Rep. Jason Nemes, R-Louisville (LRC Public Information photo)
House Bill 136, green-lighted by the Judiciary Committee, "would legalize the sale of medical marijuana in Kentucky through state-licensed dispensaries," the Lexington Herald-Leader reports.

“We’re going to try to push it onto the House floor, we’re going to try to push it all the way through both chambers,” said Rep. Jason Nemes, R-Louisville, the bill's main advocate in the House. “Where there’s a will, there’s a way. Maybe it’s not probable, but it’s not over ‘till the fat lady sings.”
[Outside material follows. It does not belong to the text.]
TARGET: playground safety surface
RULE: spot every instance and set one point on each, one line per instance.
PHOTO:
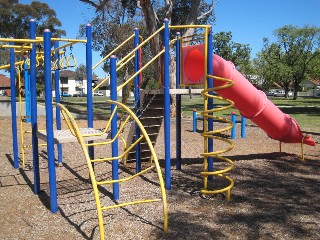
(276, 194)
Nemes added, “If we can’t get it all the way, then we’re going into the interim with this momentum behind us, and we’ll be back again next year.”

Passage of controversial bills usually takes several years, often going incrementally farther each session. This is the first time a medical-marijuana bill has made it out of committee.

John Cheves reports for the Herald-Leader, "Just getting a committee vote took two months of intense lobbying and a few compromises, given the concerns some lawmakers have about marijuana as a 'gateway drug,' the sponsors said. Senate President Robert Stivers, R-Manchester, is among those who has expressed skepticism that marijuana has any proven medical value. One such compromise: The sponsors dropped language from the original bill that would have allowed card-carrying medical marijuana patients to grow their own."

Another sponsor of the bill, Rep. Diane St. Onge, R-Fort Wright, said “homegrown” cannabis was important to give access to "poor Kentuckians or those living in rural areas, far from dispensaries," Cheves reports. "But some lawmakers were uncomfortable with authorizing people to grow marijuana in their homes." So the revised bill would put much of the revenue from a 12 percent medical-cannabis tax "into a fund that will be used to subsidize purchasing costs for indigent patients, St. Onge said."